Max Clayton, the fund’s board chair, noted Moore’s impact the following way in the release announcing Moore’s retirement: “The culture of the fund — its DNA, its way of operating and, one might even say, its personality — has been informed by Kim’s vision, passion and embrace of constant learning and innovation.”

Moore looks at his leadership tenure as having two halves: The first 15 years were focused on investing and growing the fund and laying the groundwork for some health initiatives, and the second half has been marked by a more strategic focus to accomplish specific health and wellness objectives for Kansans of all ages. Under his leadership, the fund provided more than $68 million in grants for more than 2,200 projects, according to fund officials.

In those first 15 years, for example, the fund helped spread Medicare-certified hospices statewide, Moore says.

New Fund President: David Jordan

David Jordan

David Jordan, the new United Methodist Ministry Health Fund President, has an extensive background in creating access to health care.

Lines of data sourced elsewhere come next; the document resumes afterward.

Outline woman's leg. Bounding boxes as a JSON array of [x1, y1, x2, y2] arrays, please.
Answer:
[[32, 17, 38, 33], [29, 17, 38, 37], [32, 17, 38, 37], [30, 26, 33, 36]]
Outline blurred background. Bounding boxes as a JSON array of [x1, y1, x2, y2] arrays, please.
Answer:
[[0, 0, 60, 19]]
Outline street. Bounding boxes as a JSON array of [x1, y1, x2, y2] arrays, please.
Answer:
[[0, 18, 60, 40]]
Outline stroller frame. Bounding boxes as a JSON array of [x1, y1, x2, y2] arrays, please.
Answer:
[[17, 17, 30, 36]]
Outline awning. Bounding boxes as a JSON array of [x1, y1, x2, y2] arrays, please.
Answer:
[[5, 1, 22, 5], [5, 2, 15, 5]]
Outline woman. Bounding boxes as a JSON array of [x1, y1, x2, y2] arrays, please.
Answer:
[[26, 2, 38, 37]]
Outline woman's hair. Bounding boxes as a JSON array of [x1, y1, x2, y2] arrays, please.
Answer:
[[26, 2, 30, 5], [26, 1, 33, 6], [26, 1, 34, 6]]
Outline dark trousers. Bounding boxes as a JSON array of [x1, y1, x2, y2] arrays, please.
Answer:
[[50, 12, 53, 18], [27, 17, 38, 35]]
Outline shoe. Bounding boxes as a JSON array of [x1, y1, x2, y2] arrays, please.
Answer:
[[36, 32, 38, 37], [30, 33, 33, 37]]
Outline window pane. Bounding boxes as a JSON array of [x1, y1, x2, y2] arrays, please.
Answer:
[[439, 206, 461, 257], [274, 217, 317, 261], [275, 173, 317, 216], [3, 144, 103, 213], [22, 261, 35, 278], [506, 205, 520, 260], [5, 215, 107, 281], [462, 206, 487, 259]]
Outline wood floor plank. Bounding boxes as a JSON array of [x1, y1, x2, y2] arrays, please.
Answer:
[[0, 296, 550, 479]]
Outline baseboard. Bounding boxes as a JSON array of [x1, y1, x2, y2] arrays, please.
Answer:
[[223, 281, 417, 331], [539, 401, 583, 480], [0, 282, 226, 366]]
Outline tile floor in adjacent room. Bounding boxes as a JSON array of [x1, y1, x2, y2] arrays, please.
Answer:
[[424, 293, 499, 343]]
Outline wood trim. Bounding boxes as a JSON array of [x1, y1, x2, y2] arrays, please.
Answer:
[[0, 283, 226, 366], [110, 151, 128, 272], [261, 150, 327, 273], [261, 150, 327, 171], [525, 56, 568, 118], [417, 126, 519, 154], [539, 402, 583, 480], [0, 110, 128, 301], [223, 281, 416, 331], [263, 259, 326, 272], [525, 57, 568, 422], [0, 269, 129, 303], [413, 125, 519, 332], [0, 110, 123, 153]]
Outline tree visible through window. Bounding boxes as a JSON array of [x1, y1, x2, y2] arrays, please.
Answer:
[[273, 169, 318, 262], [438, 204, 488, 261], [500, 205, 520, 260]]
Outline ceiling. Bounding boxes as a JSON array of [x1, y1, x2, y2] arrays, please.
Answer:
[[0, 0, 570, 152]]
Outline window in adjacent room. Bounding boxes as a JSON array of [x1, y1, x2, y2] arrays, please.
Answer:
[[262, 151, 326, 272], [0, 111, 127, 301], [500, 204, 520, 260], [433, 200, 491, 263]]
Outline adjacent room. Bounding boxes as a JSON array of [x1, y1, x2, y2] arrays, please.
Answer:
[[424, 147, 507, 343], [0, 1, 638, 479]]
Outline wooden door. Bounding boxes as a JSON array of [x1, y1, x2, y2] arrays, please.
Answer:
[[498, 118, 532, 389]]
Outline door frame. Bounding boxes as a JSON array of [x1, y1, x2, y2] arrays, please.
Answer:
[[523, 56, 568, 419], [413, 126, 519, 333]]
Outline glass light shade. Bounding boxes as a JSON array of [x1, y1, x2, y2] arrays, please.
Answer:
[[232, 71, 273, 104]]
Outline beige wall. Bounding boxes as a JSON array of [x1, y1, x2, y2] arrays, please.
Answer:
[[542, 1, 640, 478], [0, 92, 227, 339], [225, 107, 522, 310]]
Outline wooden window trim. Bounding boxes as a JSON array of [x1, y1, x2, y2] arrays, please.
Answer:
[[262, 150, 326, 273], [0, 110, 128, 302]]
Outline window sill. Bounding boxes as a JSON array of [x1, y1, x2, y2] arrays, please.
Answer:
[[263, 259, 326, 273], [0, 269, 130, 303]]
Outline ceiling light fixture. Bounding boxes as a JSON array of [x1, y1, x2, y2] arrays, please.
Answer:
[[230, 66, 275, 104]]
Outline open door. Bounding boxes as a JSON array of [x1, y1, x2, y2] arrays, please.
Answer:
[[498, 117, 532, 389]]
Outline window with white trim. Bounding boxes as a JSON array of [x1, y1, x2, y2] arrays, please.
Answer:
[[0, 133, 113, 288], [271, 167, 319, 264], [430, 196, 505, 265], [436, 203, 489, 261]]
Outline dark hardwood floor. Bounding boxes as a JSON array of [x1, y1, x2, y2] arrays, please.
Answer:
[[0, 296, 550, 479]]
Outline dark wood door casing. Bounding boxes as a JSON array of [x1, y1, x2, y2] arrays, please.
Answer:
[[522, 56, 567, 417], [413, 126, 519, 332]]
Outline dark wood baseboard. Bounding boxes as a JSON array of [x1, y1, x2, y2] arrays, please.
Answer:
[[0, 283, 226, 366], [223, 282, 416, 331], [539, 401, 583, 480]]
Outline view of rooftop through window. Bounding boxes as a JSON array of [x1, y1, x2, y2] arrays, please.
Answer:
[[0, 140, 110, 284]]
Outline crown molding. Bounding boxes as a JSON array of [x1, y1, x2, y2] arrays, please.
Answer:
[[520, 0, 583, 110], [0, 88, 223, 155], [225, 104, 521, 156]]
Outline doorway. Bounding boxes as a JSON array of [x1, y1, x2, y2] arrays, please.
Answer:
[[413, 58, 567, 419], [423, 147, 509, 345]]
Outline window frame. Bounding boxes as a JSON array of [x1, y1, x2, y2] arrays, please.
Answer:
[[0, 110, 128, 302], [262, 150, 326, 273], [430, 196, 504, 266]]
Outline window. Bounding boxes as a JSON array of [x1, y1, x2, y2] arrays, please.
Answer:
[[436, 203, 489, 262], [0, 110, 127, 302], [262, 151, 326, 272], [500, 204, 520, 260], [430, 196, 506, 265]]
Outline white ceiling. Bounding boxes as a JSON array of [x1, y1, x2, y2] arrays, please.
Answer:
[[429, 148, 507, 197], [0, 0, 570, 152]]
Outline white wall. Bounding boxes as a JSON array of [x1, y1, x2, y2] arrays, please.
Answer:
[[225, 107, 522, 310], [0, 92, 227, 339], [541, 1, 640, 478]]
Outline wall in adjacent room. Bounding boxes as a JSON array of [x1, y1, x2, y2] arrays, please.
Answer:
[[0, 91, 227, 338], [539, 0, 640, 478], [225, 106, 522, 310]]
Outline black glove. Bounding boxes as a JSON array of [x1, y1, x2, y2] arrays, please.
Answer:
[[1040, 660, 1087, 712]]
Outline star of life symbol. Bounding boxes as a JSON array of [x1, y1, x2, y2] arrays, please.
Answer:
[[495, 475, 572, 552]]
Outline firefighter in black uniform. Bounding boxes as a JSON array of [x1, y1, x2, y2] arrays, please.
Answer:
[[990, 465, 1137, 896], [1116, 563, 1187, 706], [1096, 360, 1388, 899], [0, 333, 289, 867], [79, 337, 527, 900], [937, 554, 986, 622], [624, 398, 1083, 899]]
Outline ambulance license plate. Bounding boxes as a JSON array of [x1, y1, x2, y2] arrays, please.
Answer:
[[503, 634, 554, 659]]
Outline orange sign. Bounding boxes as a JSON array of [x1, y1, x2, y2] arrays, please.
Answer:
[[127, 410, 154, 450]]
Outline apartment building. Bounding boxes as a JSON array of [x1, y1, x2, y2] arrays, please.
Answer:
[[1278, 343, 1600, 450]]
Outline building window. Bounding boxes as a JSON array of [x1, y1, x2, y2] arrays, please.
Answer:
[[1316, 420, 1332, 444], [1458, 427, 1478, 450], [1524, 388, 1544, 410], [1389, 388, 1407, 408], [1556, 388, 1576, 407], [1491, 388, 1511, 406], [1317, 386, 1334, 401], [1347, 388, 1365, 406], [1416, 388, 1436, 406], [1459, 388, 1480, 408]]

For almost two years, Jordan served as executive director for the Alliance for a Healthy Kansas, a coalition of more than 100 organizations whose top policy priority has been expanding KanCare. His previous experience includes serving as a project director for Community Catalyst, a leading consumer health advocacy group, where he led a national campaign to expand access to dental care, and as campaign director for Massachusetts Affordable Care Today, for which he directed a ballot campaign to bring about the state’s landmark healthcare law. The Massachusetts native is completing work on a Master of Public Administration degree at the University of Kansas.

Now the fund’s strategic philanthropy has three primary areas of focus: breast-feeding, early childhood neurological needs and health delivery systems in rural Kansas.

Using the World Health Organization’s Baby-Friendly Hospital Initiative list of maternity-care practices, the fund developed an initiative called High 5 for Mom & Baby to help Kansas hospitals better support breast-feeding, Moore says. The initiative launched in June 2012, and now about 80 percent of births in Kansas happen at hospitals that have adopted those five evidence-based maternity care practices, he says. The fund, working in conjunction with the Kansas Department of Health and Environment, is helping Kansas hospitals to adopt the complete list of 10 WHO-recommended practices as a second stage of the work, he says.

The fund’s current NeuroNurture campaign addresses early childhood toxic stress that can negatively “rewire” the brain in lasting ways and predispose the body to chronic disease later in life. For this campaign, the United Methodist Health Ministry Fund has joined with four other Kansas grant-makers — Kansas Health Foundation, Wyandotte Health Foundation, REACH Healthcare Foundation and Hutchinson Community Foundation. With the NeuroNurture campaign, early childhood advocacy groups are implementing a best-practice program of 10 home visits for parents of children ages 6 months to 2 years to give them techniques to help reduce the impact of stressors in their children’s lives.

“All young children in Kansas should have the opportunity to develop strong emotional and social characteristics,” Moore says of the initiative.

Healthcare delivery systems in rural areas continue to be important to ensure there is patient access and provider viability. The fund has formed a rural health network with eight western Kansas hospitals to create shared opportunities to learn and implement programs. The fund’s Healthy Congregations initiative supports United Methodist churches in organizing effective congregational health ministries to help community members. More than 70 communities in Kansas and Nebraska have such assets, according to the fund.